Great problem solvers are made, not born. Like diamonds - they are formed over many years - full of pressure and stress. Whether they consciously realize it or not, they are refining a process for efficiently solving problems. I will explain what that process looks like and how to create and optimize your own.
the problem-solving process
Understand the problem and how to know when it’s solved
Determine all possible ways to solve the problem
Pick a solution and test if it solves the problem
These steps are deceptively concise. Attempting to master a single one of these - much less all three - can span an entire career. Each one builds on the previous, and yet many people skip the first two. Even when attempting to understand the problem, few examine knowing when to consider it solved.

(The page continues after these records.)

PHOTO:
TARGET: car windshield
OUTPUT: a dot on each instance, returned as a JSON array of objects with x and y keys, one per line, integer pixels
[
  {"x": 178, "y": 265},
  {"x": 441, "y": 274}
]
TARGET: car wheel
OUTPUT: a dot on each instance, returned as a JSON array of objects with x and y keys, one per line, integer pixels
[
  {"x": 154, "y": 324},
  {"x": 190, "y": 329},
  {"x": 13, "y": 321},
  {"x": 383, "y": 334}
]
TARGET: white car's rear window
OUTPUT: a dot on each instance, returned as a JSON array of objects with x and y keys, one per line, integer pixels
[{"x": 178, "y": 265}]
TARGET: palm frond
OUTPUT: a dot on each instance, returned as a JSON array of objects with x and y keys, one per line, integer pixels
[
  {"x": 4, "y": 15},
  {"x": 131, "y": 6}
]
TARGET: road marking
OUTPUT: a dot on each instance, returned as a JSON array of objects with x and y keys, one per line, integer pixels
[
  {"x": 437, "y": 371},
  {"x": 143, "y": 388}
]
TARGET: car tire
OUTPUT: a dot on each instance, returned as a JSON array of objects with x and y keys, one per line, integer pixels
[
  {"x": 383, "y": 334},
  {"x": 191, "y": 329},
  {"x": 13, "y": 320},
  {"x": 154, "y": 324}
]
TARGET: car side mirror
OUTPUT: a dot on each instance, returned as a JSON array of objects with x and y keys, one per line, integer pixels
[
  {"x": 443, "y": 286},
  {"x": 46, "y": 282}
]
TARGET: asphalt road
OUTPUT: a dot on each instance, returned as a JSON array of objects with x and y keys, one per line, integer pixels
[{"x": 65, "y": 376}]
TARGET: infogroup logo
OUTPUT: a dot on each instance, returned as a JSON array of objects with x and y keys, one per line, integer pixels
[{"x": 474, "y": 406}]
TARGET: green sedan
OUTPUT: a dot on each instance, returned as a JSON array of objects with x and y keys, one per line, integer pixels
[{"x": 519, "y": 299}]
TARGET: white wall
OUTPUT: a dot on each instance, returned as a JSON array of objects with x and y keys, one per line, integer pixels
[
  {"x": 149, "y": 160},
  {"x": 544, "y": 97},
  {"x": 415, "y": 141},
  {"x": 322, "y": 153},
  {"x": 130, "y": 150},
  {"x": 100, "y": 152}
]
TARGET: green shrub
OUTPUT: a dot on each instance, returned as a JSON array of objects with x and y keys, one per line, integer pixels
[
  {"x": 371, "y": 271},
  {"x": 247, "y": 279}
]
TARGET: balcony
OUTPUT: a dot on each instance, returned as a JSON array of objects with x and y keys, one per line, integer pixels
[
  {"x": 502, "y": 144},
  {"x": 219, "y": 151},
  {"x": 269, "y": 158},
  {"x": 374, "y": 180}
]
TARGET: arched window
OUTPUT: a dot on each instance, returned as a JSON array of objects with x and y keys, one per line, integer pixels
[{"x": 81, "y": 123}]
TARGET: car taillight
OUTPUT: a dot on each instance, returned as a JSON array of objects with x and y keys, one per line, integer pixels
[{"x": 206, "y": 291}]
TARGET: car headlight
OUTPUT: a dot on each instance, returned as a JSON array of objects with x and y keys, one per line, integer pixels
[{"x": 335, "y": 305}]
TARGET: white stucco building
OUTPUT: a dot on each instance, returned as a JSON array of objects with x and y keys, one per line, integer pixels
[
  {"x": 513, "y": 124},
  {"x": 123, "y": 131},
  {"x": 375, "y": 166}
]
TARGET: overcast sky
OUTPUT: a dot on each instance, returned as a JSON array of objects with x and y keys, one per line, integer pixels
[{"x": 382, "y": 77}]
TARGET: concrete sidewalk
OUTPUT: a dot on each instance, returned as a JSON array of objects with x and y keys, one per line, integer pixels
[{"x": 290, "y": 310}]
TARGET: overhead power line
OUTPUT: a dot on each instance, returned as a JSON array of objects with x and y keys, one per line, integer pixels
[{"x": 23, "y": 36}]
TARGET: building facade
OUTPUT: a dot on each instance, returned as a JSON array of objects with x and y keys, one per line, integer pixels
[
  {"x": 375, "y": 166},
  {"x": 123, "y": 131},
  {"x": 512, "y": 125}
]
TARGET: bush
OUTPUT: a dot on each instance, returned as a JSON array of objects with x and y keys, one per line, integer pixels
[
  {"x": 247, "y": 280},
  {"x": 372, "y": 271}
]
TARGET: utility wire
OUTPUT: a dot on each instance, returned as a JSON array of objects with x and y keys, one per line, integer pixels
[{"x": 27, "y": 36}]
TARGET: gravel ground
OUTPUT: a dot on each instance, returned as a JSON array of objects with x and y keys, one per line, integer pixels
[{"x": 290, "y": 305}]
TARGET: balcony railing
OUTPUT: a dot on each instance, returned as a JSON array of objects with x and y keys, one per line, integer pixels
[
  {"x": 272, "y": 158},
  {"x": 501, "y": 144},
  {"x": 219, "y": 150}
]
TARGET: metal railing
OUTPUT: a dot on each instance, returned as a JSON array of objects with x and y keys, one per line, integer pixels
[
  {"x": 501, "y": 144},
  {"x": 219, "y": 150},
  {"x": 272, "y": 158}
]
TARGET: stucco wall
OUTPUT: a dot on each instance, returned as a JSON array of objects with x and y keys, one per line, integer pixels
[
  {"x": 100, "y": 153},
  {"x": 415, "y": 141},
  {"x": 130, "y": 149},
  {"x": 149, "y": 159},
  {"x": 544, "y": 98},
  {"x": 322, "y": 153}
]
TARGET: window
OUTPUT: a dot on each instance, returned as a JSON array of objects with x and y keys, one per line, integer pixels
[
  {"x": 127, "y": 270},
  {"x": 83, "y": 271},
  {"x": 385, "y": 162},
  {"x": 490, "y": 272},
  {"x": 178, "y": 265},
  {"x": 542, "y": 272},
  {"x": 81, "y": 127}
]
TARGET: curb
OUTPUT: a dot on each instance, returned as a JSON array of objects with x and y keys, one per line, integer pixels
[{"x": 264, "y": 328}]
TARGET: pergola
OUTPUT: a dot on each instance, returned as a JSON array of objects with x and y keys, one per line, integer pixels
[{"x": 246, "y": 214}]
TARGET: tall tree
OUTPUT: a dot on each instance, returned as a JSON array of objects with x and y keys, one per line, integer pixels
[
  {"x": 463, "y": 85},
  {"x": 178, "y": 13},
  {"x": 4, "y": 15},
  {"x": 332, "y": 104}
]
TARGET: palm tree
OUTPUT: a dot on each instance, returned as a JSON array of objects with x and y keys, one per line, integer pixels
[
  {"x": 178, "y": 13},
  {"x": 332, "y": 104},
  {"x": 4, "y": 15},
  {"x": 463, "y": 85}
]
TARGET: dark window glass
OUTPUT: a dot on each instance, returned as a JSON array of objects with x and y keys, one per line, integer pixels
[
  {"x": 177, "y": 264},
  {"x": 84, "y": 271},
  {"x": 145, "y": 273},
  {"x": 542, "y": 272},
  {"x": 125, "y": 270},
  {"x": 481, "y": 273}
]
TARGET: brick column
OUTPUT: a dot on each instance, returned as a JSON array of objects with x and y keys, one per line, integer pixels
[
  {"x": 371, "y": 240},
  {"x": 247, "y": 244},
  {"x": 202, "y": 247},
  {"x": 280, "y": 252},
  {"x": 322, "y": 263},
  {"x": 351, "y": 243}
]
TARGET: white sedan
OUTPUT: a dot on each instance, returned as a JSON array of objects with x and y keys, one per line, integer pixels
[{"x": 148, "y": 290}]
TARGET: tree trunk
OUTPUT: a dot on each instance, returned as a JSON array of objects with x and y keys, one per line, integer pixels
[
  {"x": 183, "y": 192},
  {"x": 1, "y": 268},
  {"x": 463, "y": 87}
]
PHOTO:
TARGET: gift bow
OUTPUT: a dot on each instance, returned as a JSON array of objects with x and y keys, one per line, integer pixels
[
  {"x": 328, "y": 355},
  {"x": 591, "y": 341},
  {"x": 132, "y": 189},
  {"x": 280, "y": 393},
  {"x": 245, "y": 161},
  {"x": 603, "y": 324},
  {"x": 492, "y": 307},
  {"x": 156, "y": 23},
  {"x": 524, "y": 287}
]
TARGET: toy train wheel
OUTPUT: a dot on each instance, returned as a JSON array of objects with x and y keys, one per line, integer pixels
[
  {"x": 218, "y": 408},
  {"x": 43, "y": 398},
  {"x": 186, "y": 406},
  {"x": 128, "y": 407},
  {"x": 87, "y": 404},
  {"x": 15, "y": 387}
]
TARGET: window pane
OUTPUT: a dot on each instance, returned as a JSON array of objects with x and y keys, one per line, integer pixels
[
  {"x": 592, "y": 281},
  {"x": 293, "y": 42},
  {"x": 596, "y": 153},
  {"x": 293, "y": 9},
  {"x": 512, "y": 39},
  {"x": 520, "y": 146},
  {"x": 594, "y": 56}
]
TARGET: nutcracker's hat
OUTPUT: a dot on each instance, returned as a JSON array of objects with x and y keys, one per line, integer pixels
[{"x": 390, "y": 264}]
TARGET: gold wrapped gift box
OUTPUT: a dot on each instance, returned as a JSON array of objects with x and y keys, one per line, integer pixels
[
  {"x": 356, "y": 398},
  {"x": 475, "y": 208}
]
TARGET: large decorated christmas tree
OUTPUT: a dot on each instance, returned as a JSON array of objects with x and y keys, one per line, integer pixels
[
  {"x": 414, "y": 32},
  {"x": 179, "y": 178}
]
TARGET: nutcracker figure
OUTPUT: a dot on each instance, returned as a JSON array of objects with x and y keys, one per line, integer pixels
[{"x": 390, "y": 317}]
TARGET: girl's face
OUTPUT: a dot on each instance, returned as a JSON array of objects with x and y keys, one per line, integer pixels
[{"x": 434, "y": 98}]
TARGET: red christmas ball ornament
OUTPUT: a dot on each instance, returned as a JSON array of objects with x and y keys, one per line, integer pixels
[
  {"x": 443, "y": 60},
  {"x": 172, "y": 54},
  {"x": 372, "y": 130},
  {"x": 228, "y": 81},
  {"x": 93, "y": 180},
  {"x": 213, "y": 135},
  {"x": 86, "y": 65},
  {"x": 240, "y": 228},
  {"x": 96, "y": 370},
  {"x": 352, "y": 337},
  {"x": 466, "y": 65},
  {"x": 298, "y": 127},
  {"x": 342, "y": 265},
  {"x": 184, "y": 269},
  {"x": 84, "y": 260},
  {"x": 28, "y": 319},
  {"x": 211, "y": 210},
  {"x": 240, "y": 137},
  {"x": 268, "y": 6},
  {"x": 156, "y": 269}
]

Solving problems purely by trial and error is even less fun than it sounds, but is a frequently used approach.
There are no shortcuts. Without the wisdom that comes from solving many problems in different ways, one won’t know how to streamline the process and still achieve excellent outcomes. These skills come naturally to some and are difficult for others. Be very wary of those selling attempts to skip these critical years of experience.
the myth of the 10x developer
A popular (but dangerous) legend tells of genius software engineers who are ten times more productive than the average engineer. Where does this order of magnitude improvement supposedly originate? There are not enough hours in a week to work 400 of them. Even the quickest fingers in the west can only move about thrice faster than the average typist. This trend extends to all other aspects of development - it’s not realistic to get there merely by putting in decuple the effort.
The only reasonable way to achieve a tenfold improvement in work output is through massive efficiency improvements. The claim would have to be that the average engineer is wasting 90% of their time. I’m going to be charitable and assume this isn’t willful laziness on their part but instead, through their wasted efforts. Cynical voices have claimed these efficiency gains are realized by not attending meetings or socializing with their coworkers. Still, I’m skeptical this accounts for any more than half of the average developer’s time.
solving the problem
It’s time to get to the heart of this content by explaining the process in greater detail and giving advice on how to improve each step. Let’s get to work.
understand the problem
Solving the wrong problem isn’t very helpful, and in fact, can be harmful. Effort wasted solving the wrong problems make up the most significant single source of inefficiency in the process, but it is the most difficult to eliminate. There’s no substitute for learning from mistakes when it comes to improving in this area. Having past mistakes (a.k.a. experience) can help facilitate this. The closer your past mistakes were to the problem at hand, the more likely they are to inform your decision. If you lack those experiences, the best option is to identify and acquire them through small iterative efforts.
know when the problem is solved
Always have an exit strategy. Few people identify success criteria before beginning a task, let alone failure criteria. Smart engineers consider how to test their work before writing a single line of code. Test-driven developers take this several steps further by writing unit tests first and ensuring they fail as expected before making them pass. TDD serves dual purposes: to verify the test is written correctly and to ensure that the software doesn’t already handle the use case we expect is missing.
determine possible ways to solve the problem
The brainstorming portion of the process is ripe for efficiency improvements. Ideas are cheap, and good problem-solvers have no problems throwing away any that don’t serve their purpose. Like a master chess player, the most productive ones will be able to think through each approach’s eventual outcome independently of exerting the effort involved. The ability to quickly analyze and rule out possible solutions based on their downstream impact is the heart and soul of software design.
pick a solution
Oracles have been in short supply since Pythia. Choosing among appropriate solutions is mostly a matter of predicting the future. Witnessing how other software requirements have changed over time can help provide a reference for how a new system might evolve. Because much of the results from this step are sheer luck, it’s best to focus on optimizing the previous steps by ruling out as many solutions as possible before picking one of them.
test if the solution solves the problem
Once a path has been chosen, it’s crucial to see it through. This part of the process is where the majority of the learning occurs. Gather data to assess the effectiveness of solutions and quickly pivot if necessary. The oft-repeated mantra here is “fail fast.” If you’re not in an environment where you feel comfortable in failure, read my previous words on that subject.
No one is perfect at this. You can continue improving your problem-solving skills throughout your entire life, a very worthy pursuit. It’s essential to trust the process while following it and wait to draw any conclusions or make modifications until one has measurable results from which to learn. For bonus meta-credit, you can even use the process to improve itself.